Twitter still has a major problem with employee diversity - someear
http://www.theverge.com/2015/12/30/10688126/twitter-diversity-jeffrey-siminoff
======
jbob2000
Why is Twitter always catching flak for this? What makes them different than
literally any other company? They provide a software messaging service, among
a sea of other software messaging services. They're a blip on Humanity's
timeline.

It just feels really contrived to count all the black people at Twitter and
then start complaining about it. Why does it matter?

------
shalmanese
"However, the company remains overwhelmingly comprised of white men — 69
percent of employees are male and 54 percent are white."

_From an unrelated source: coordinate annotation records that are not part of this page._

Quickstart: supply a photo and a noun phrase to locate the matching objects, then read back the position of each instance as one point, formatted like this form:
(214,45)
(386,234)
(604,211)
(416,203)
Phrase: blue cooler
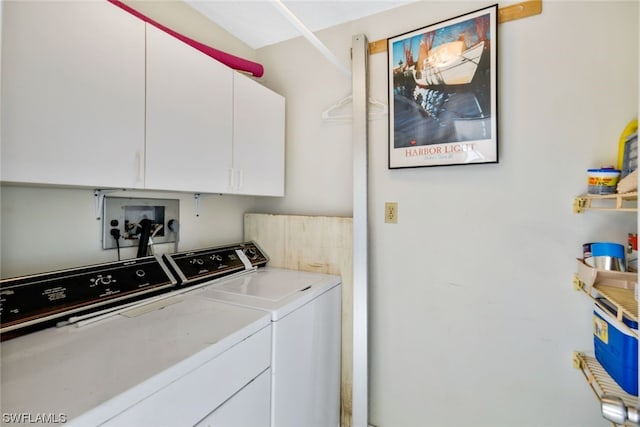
(615,347)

63% of America is white so if Apple is hiring 54% white, then that makes it
more diverse than America, not less.

Of course, the reason this is the case has nothing to do with diversity
efforts and entirely due to Apple retail stores comprising the bulk of Apple's
workforce which draws from lower income demographics who are less white than
the average American. Plus, the disproportionate representation of Asians in
tech.

------
douglance
White dudes like computers more than other groups. Don't chastise the
companies. Teach other groups a love for computers.

------
serge2k
> could have made a bold statement by hiring a woman or racial minority for
> what is ultimately a symbolic role

not sure why it would have been bold, considering the author seems to have
expected them to do it. Shouldn't the preference be to hire someone who can
make the role more than symbolic?

------
Eleopteryx
If we're really aspiring to a post-racial society, shouldn't having a white
male VP of diversity be OK? Progressive, even. What is the author trying to
say, that white men can't fill that role as well as a black female?